Tanzania was formed from the 1964 merging of the mainland Tanganyika and the Indian Ocean island of Zanzibar and is on the East African coast between Kenya and Mozambique. Although it is one of the poorest countries in the world, it has managed to stay relatively clear of internal conflicts in comparison to many other African nations.
In 1962 Tanzania’s first president, Julius Nyerere, questioned the value of Western democracy in Africa and published Ujamaa (Familyhood): The Basis of African Socialism, an essay which highlighted the need for African growth to be based on mutual assistance and economic and political equality. A few years later he issued the ‘Arusha Declaration’ which nationalised factories, plantations, banks and private companies and created cooperative farm villages - instigating self-reliance throughout the country. Due to inefficiency, corruption and resistance, however, Nyerere’s programme did not work and he resigned in 1985. His successors dismantled government control of the economy.
Relying heavily on tourism, visitors are attracted to the country to experience Mt. Kilimanjaro, Africa’s highest mountain, the Serengeti and the many national parks. Known for archaeologist Mary Leakey’s discovery of Australopithecines, it is also one of the oldest inhabited areas on Earth. While 95% of the population is Bantu, consisting of more than 130 tribes; there is also a small mix of Asian, European and Arab settlers. Most Tanzanians learn the language of their tribe first, then Swahili and English.

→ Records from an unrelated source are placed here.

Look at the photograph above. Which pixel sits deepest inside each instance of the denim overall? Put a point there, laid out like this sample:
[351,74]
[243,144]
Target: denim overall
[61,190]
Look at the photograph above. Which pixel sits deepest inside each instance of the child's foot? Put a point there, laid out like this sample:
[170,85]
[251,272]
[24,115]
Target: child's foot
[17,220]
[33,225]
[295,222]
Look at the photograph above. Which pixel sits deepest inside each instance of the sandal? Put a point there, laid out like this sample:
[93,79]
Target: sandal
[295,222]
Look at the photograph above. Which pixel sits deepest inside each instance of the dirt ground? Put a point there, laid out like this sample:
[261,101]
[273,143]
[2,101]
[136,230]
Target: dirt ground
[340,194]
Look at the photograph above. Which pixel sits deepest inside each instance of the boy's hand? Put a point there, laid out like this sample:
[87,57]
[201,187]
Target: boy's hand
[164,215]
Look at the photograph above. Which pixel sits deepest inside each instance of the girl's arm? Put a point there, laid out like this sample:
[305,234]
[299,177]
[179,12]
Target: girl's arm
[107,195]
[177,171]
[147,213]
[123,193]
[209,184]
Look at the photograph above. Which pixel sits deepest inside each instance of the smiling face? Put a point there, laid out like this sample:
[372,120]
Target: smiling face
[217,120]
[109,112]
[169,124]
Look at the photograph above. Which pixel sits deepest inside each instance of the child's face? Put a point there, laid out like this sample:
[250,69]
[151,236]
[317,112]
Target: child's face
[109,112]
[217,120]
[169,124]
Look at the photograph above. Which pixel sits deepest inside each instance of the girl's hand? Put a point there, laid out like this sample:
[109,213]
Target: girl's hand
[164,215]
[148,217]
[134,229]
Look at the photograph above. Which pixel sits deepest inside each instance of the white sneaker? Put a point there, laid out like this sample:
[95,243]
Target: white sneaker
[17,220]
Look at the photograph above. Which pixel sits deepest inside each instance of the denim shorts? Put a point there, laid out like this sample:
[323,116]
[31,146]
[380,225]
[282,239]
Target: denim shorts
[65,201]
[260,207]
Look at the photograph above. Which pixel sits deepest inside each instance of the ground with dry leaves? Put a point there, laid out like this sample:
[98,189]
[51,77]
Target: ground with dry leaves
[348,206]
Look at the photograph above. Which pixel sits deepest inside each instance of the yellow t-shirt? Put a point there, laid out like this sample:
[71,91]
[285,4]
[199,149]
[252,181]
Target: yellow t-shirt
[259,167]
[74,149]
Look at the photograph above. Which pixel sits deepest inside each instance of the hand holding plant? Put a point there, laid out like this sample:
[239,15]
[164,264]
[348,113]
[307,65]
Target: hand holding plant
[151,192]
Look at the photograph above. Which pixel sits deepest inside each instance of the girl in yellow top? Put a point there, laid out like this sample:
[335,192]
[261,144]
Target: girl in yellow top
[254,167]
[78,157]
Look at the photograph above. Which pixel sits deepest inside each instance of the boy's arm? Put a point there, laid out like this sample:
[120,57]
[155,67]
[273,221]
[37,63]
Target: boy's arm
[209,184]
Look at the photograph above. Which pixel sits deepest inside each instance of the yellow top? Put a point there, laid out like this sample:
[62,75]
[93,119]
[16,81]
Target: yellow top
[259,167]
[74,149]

Tanzania’s culture hosts a variety of unique art, music and literature. The music here ranges from traditional African music, taarb (a string-based instrument), hip-hop, rumba and jazz. The art here is most commonly found in two styles, Tingatinga (popular enamel paintings with animal motifs) and Makonde (modern sculpture). Some popular books related to Tanzania are Paradise by Zanzibari-born Abdulrazak Gurnah’s, An Ice Cream War by William Boyd, Aldan Hartley’s The Zanzibar Chest, Sara Wheeler’s Too Close to the Sun and some well-known writers for the country are Godfrey Mwakikagile, Mohamed Said, George Monblot and Giles Foden.